Posts Tagged 'core'

Abs Workout

See…I didn’t break my pinky promise! 

At one of the gyms where I teach, I was asked to teach a 15 minute abs class before my Zumba class.  I LOVE teaching abs/core, so I quickly accepted.  I think having a strong core is crucial to your overall health, and, unfortunately, most people skimp on this portion of their workouts. 

Benefits of a strong core:

  • Decreased risk of injury
  • Increased balance
  • Ability to hold proper form not only in core exercises, but also when working other muscle groups
  • Takes pressure off lower back (especially for those who stand all day at work)
  • Better posture

This is one of the workouts I did in my new 15 minute abs class.  Try it out and let me know what you think!
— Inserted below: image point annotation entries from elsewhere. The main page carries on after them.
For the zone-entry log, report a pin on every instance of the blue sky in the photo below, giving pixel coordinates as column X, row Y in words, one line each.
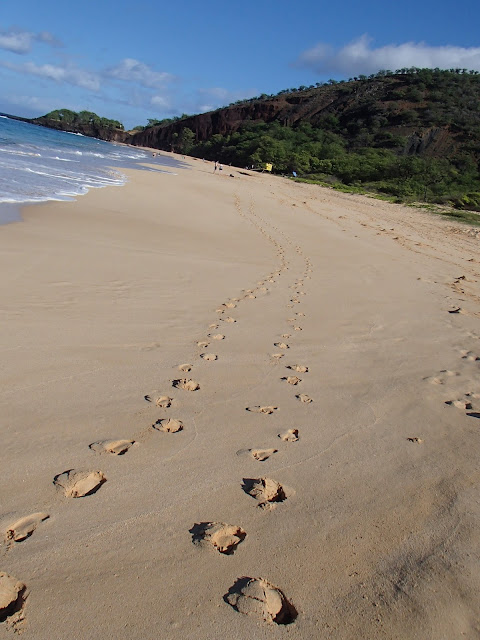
column 137, row 60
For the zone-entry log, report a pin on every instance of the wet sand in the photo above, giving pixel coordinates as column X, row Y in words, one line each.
column 249, row 408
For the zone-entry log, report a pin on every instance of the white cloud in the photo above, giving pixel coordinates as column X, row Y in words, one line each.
column 132, row 70
column 40, row 105
column 214, row 97
column 160, row 101
column 68, row 74
column 21, row 42
column 359, row 57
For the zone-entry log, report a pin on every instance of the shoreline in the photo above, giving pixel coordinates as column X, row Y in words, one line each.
column 106, row 300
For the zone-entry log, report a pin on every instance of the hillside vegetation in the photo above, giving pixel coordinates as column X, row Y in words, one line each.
column 413, row 134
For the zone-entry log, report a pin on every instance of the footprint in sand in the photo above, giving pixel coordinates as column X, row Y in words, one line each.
column 168, row 425
column 469, row 355
column 465, row 405
column 304, row 398
column 78, row 484
column 289, row 436
column 225, row 538
column 258, row 598
column 442, row 377
column 299, row 368
column 163, row 402
column 262, row 454
column 268, row 410
column 116, row 447
column 23, row 528
column 13, row 594
column 209, row 356
column 257, row 454
column 186, row 384
column 266, row 491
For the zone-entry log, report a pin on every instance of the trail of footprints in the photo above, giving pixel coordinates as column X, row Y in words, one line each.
column 452, row 385
column 253, row 596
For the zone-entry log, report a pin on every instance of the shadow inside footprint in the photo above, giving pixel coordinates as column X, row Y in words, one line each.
column 78, row 484
column 223, row 537
column 265, row 490
column 186, row 384
column 258, row 598
column 13, row 594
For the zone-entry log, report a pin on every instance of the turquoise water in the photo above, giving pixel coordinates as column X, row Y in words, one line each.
column 39, row 164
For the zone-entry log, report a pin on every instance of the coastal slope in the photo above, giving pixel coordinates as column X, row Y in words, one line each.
column 239, row 407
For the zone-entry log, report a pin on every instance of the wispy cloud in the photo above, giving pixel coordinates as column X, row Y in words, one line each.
column 21, row 42
column 160, row 101
column 66, row 74
column 359, row 56
column 131, row 70
column 214, row 97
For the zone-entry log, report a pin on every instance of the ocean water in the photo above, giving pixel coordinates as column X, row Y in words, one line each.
column 39, row 164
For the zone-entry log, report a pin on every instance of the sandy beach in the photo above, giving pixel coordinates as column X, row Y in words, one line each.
column 291, row 379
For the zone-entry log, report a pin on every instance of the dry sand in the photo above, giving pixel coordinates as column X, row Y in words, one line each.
column 343, row 504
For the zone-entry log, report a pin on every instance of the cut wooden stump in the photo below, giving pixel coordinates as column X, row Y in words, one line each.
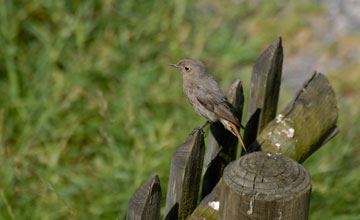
column 265, row 185
column 146, row 202
column 222, row 145
column 184, row 180
column 306, row 123
column 264, row 90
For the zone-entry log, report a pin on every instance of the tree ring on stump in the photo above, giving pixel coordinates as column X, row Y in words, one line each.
column 265, row 185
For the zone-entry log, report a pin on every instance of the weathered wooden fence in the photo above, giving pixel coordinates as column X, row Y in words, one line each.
column 268, row 182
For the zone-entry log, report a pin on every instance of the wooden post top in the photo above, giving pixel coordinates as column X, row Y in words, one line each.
column 269, row 175
column 265, row 185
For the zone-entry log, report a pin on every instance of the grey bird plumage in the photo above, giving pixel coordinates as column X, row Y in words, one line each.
column 206, row 96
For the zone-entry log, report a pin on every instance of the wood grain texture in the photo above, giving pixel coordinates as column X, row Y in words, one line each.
column 264, row 90
column 184, row 180
column 264, row 185
column 222, row 145
column 146, row 202
column 209, row 206
column 306, row 123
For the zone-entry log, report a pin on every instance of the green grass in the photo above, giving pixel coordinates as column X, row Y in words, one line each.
column 89, row 108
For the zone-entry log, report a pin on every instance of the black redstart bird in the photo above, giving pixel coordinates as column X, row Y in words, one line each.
column 206, row 96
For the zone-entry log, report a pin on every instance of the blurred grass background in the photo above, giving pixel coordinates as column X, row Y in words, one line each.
column 89, row 107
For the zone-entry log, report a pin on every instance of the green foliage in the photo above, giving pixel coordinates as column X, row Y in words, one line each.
column 89, row 107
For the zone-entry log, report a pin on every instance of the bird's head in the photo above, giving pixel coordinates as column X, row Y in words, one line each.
column 190, row 67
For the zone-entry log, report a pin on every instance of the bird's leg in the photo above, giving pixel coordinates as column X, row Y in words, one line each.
column 201, row 128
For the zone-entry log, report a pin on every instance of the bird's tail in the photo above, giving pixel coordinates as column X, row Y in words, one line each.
column 233, row 129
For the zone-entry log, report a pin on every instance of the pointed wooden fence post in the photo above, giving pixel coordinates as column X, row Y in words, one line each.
column 184, row 180
column 146, row 202
column 222, row 145
column 264, row 90
column 307, row 122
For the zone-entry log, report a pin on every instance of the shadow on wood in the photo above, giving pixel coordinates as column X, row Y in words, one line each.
column 222, row 145
column 306, row 123
column 184, row 180
column 264, row 90
column 146, row 202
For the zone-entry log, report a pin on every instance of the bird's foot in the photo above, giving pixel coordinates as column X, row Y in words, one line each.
column 200, row 128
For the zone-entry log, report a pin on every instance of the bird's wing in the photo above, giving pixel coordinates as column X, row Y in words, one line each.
column 213, row 99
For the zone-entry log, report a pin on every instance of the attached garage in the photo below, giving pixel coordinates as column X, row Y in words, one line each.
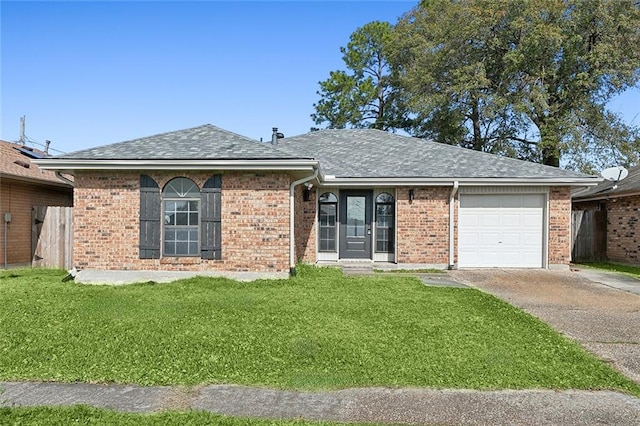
column 501, row 230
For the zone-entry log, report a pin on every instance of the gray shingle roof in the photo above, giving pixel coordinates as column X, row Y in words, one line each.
column 346, row 153
column 202, row 142
column 605, row 188
column 363, row 153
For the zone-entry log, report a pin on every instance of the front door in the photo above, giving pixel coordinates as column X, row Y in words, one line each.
column 355, row 224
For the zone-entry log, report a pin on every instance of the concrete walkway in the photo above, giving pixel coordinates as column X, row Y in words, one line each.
column 407, row 406
column 610, row 279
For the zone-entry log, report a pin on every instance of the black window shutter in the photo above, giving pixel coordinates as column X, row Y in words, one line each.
column 211, row 219
column 149, row 218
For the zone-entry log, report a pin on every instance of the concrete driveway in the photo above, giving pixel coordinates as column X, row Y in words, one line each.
column 601, row 317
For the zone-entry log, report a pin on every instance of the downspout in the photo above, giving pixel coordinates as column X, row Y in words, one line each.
column 452, row 197
column 292, row 239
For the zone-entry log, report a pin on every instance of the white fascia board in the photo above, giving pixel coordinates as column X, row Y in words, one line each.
column 382, row 182
column 74, row 164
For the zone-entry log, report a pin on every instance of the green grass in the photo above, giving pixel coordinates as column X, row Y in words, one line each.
column 82, row 414
column 633, row 271
column 319, row 330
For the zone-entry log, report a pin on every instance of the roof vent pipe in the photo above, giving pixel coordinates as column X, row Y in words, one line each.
column 275, row 136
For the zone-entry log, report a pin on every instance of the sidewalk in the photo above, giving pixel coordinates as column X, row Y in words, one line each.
column 609, row 278
column 408, row 406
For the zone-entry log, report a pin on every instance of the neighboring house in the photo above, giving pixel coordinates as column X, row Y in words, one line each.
column 209, row 201
column 615, row 209
column 23, row 185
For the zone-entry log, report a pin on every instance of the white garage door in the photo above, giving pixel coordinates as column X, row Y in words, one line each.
column 501, row 230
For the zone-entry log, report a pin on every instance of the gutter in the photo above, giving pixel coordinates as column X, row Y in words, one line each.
column 606, row 197
column 62, row 178
column 292, row 239
column 452, row 197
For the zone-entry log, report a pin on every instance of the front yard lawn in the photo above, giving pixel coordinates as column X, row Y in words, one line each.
column 633, row 271
column 319, row 330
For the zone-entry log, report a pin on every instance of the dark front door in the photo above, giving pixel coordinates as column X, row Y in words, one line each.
column 355, row 224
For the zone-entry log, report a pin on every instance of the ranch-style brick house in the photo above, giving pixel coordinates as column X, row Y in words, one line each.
column 208, row 201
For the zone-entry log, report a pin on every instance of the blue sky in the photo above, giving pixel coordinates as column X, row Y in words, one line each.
column 90, row 73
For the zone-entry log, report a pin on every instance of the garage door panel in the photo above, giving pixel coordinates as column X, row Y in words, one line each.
column 489, row 220
column 510, row 220
column 531, row 219
column 501, row 230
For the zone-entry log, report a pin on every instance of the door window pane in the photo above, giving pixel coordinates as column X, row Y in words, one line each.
column 327, row 211
column 355, row 216
column 385, row 222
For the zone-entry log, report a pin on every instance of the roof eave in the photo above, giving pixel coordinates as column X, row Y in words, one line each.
column 328, row 180
column 229, row 164
column 36, row 181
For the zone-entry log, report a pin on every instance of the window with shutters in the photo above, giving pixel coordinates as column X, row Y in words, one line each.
column 181, row 218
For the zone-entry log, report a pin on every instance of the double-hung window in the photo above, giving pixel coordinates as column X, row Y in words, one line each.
column 181, row 218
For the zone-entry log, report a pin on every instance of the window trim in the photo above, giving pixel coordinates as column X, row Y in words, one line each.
column 163, row 200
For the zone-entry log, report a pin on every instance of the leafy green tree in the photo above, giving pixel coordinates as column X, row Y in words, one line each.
column 363, row 96
column 521, row 77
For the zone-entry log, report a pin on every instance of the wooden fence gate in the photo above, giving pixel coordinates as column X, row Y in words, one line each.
column 588, row 236
column 52, row 237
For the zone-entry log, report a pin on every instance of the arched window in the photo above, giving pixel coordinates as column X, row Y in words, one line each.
column 327, row 212
column 385, row 220
column 181, row 218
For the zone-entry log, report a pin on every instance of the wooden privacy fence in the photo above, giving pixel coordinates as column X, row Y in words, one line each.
column 588, row 236
column 52, row 237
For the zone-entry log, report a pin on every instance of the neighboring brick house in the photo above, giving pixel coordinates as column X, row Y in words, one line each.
column 208, row 201
column 619, row 204
column 23, row 185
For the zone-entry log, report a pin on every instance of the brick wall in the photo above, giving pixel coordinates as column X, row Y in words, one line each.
column 18, row 198
column 559, row 226
column 423, row 225
column 255, row 222
column 623, row 230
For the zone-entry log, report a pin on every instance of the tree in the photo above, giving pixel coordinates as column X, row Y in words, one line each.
column 363, row 96
column 519, row 77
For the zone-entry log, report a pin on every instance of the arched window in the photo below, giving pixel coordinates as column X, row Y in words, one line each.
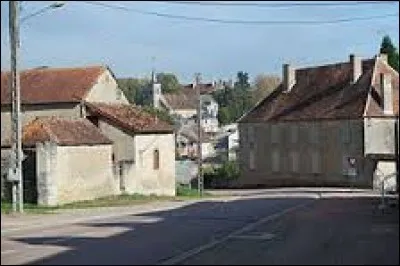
column 156, row 159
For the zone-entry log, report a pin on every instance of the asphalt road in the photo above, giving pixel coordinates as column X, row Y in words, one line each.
column 253, row 230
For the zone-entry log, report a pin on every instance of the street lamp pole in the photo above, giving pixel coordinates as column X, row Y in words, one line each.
column 16, row 148
column 15, row 174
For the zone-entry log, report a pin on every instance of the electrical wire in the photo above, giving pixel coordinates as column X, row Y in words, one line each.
column 234, row 21
column 336, row 4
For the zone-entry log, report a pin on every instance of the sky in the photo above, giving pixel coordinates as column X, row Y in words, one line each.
column 131, row 43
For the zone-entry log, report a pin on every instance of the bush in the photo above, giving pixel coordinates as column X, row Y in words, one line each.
column 220, row 177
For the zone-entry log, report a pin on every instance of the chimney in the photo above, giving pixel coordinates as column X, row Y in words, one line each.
column 387, row 93
column 383, row 57
column 289, row 77
column 156, row 94
column 356, row 67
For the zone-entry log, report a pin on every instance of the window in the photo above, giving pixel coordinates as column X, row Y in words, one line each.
column 294, row 133
column 275, row 160
column 94, row 120
column 252, row 160
column 251, row 134
column 314, row 133
column 315, row 162
column 141, row 158
column 345, row 132
column 274, row 133
column 294, row 161
column 119, row 94
column 156, row 159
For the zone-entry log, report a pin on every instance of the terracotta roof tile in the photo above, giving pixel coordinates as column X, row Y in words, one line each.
column 205, row 88
column 64, row 132
column 50, row 85
column 130, row 117
column 186, row 97
column 322, row 92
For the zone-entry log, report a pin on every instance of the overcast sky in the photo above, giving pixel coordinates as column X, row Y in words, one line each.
column 82, row 34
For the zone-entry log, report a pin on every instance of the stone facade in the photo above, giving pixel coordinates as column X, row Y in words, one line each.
column 134, row 157
column 304, row 153
column 64, row 175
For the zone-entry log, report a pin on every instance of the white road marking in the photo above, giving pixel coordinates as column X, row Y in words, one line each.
column 8, row 251
column 195, row 251
column 254, row 237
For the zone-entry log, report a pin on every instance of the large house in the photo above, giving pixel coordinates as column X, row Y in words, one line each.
column 324, row 125
column 143, row 146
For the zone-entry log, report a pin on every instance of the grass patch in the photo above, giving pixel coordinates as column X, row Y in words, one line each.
column 186, row 192
column 183, row 193
column 6, row 208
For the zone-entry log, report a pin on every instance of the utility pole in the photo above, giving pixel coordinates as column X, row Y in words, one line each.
column 396, row 152
column 16, row 148
column 199, row 137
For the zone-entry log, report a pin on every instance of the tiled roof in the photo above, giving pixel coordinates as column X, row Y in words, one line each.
column 63, row 131
column 205, row 88
column 186, row 97
column 130, row 117
column 191, row 132
column 51, row 85
column 374, row 105
column 323, row 92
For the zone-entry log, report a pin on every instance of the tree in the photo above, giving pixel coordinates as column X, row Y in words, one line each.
column 169, row 82
column 134, row 90
column 242, row 81
column 388, row 48
column 263, row 86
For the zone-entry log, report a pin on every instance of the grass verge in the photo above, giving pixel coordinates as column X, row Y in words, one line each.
column 183, row 193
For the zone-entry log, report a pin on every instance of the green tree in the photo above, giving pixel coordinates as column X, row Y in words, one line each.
column 224, row 115
column 169, row 82
column 388, row 48
column 263, row 86
column 161, row 114
column 135, row 90
column 242, row 81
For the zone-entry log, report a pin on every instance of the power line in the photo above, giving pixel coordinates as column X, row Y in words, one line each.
column 234, row 21
column 336, row 4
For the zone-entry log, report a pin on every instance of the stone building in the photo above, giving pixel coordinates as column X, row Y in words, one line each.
column 324, row 125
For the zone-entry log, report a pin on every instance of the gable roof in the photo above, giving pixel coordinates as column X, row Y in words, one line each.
column 322, row 92
column 130, row 117
column 190, row 131
column 205, row 88
column 62, row 131
column 185, row 98
column 52, row 85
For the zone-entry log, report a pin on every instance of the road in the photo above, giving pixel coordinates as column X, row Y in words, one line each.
column 257, row 229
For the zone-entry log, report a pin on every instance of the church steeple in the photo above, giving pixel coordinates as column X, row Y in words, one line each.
column 156, row 87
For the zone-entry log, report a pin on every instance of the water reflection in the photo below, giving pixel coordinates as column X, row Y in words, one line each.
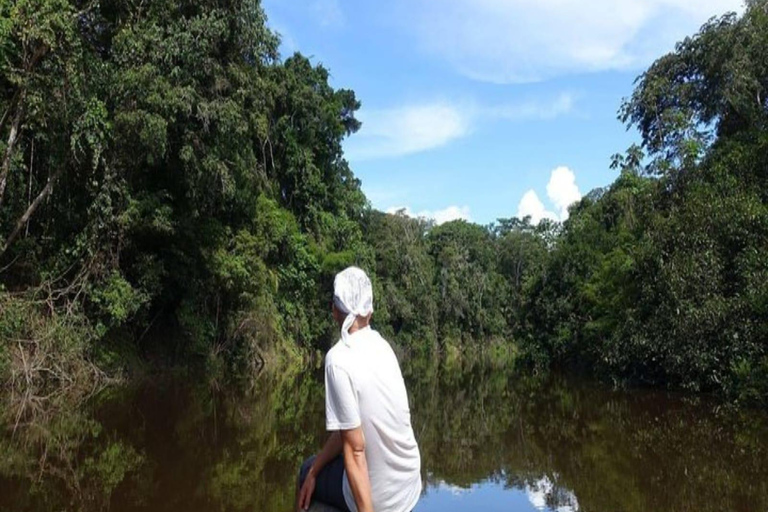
column 490, row 440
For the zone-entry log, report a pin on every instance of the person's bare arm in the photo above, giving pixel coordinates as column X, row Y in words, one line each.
column 331, row 450
column 353, row 443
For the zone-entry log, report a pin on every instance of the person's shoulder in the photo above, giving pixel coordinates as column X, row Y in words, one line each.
column 338, row 355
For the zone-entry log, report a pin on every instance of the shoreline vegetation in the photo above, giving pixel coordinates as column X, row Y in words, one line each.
column 174, row 193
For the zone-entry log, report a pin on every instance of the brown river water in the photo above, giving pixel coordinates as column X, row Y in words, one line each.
column 491, row 440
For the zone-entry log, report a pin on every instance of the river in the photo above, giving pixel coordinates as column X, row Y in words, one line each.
column 491, row 440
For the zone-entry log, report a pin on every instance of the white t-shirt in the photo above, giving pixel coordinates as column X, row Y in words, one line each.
column 364, row 386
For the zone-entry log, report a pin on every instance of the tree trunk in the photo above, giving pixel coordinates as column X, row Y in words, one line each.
column 12, row 139
column 30, row 211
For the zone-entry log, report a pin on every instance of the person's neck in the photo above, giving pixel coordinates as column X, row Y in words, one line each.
column 357, row 326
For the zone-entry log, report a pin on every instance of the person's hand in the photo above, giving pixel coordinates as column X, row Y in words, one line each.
column 306, row 492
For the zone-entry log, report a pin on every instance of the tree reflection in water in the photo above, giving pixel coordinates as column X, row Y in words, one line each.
column 560, row 445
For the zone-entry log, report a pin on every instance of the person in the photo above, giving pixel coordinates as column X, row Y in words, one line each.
column 370, row 461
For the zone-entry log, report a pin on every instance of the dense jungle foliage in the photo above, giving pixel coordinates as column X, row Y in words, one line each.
column 173, row 191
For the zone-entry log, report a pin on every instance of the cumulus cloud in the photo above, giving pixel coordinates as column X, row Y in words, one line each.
column 439, row 216
column 531, row 206
column 409, row 129
column 562, row 192
column 508, row 41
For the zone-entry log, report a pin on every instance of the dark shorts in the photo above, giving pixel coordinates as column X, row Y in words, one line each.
column 328, row 484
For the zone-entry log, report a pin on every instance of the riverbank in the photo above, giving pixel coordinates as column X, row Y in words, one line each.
column 191, row 443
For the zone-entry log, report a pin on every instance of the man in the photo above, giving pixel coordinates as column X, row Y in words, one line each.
column 371, row 461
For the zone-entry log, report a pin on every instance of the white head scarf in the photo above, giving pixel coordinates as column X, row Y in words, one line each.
column 353, row 296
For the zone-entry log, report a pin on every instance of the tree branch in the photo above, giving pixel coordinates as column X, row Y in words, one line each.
column 30, row 211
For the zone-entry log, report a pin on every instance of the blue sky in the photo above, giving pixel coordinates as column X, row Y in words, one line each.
column 486, row 109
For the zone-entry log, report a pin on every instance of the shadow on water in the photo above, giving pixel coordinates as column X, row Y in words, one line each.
column 490, row 439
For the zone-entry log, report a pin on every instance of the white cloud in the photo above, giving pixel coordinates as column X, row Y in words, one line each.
column 562, row 192
column 439, row 216
column 405, row 130
column 531, row 206
column 534, row 109
column 507, row 41
column 416, row 128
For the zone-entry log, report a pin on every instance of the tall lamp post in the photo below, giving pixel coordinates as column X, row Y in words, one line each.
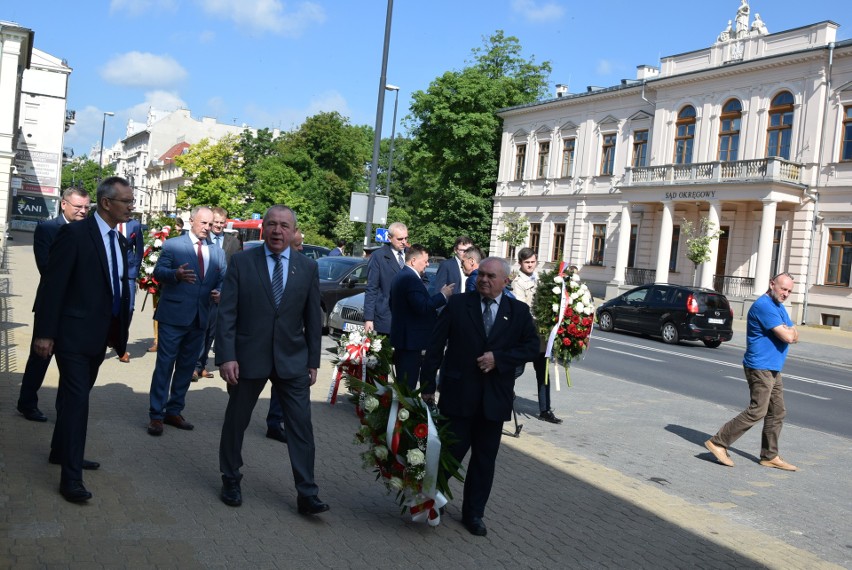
column 395, row 90
column 101, row 156
column 377, row 138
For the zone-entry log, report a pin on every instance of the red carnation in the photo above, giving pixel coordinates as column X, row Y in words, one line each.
column 421, row 430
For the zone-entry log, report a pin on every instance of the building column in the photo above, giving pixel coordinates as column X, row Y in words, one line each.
column 709, row 267
column 623, row 250
column 764, row 247
column 664, row 248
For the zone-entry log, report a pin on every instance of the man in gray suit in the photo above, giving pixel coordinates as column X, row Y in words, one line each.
column 190, row 271
column 270, row 327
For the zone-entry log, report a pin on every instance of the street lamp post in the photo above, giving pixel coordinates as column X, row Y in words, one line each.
column 101, row 155
column 395, row 90
column 377, row 138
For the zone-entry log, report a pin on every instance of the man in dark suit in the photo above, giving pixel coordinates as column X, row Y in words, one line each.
column 270, row 327
column 413, row 313
column 229, row 243
column 487, row 335
column 74, row 207
column 383, row 266
column 83, row 306
column 450, row 270
column 190, row 272
column 132, row 232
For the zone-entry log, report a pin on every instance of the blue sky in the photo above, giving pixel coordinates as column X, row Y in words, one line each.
column 271, row 63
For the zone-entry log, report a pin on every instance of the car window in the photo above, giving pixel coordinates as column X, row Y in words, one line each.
column 636, row 296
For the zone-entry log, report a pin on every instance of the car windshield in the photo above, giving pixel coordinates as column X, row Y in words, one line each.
column 334, row 268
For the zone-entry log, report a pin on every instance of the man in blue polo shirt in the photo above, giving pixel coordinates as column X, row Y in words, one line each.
column 770, row 333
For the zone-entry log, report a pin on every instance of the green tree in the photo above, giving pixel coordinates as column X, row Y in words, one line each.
column 217, row 175
column 456, row 139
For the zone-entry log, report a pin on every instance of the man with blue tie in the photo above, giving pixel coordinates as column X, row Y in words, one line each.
column 190, row 272
column 229, row 243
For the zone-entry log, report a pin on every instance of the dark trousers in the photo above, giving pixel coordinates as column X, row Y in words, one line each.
column 294, row 395
column 31, row 382
column 208, row 338
column 407, row 366
column 767, row 404
column 482, row 437
column 77, row 375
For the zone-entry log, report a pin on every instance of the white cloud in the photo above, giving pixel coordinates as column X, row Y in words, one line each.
column 289, row 118
column 535, row 11
column 139, row 7
column 266, row 15
column 137, row 69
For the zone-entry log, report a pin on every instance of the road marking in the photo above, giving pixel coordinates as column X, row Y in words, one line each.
column 630, row 354
column 599, row 339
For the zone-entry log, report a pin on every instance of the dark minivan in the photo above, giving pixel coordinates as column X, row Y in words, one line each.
column 674, row 312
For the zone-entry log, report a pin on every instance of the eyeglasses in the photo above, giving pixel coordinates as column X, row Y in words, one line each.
column 130, row 202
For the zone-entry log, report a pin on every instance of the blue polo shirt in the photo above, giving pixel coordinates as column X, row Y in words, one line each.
column 764, row 350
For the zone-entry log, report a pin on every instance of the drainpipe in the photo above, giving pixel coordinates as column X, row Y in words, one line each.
column 813, row 193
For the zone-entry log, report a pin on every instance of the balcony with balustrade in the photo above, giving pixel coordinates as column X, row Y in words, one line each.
column 772, row 169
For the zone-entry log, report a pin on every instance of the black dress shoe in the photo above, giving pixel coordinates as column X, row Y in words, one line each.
column 277, row 434
column 475, row 526
column 231, row 494
column 311, row 505
column 34, row 415
column 88, row 465
column 74, row 492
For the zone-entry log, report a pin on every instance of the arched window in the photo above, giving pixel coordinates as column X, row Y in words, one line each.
column 685, row 135
column 729, row 131
column 780, row 130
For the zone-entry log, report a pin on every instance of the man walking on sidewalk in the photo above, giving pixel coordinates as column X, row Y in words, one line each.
column 770, row 333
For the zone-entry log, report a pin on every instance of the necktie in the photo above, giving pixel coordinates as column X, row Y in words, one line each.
column 200, row 262
column 277, row 279
column 116, row 282
column 487, row 317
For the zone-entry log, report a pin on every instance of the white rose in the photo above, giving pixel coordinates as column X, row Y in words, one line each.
column 415, row 457
column 370, row 403
column 381, row 452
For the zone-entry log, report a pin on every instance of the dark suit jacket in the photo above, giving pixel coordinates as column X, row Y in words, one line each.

2-3 sets alternating 15 each:

2-3 sets alternating 15 each:

  • side lunge with dumbbell reach overhead (from JM 6 week 6 pack)
  • seated oblique twist with weight

2-3 sets alternating 15 each:

  • plank (40-60 seconds) – on second and/or third set, add leg lift
  • double butterfly crunch

2-3 sets alternating 15 each:

  • spiderman abs (like slow mountain climbers, but bring knee out to the side towards shoulder)
  • side plank oblique pushups

We finished off with about 50 crunches of choice

What is your favorite ab/core move?  What about your least favorite?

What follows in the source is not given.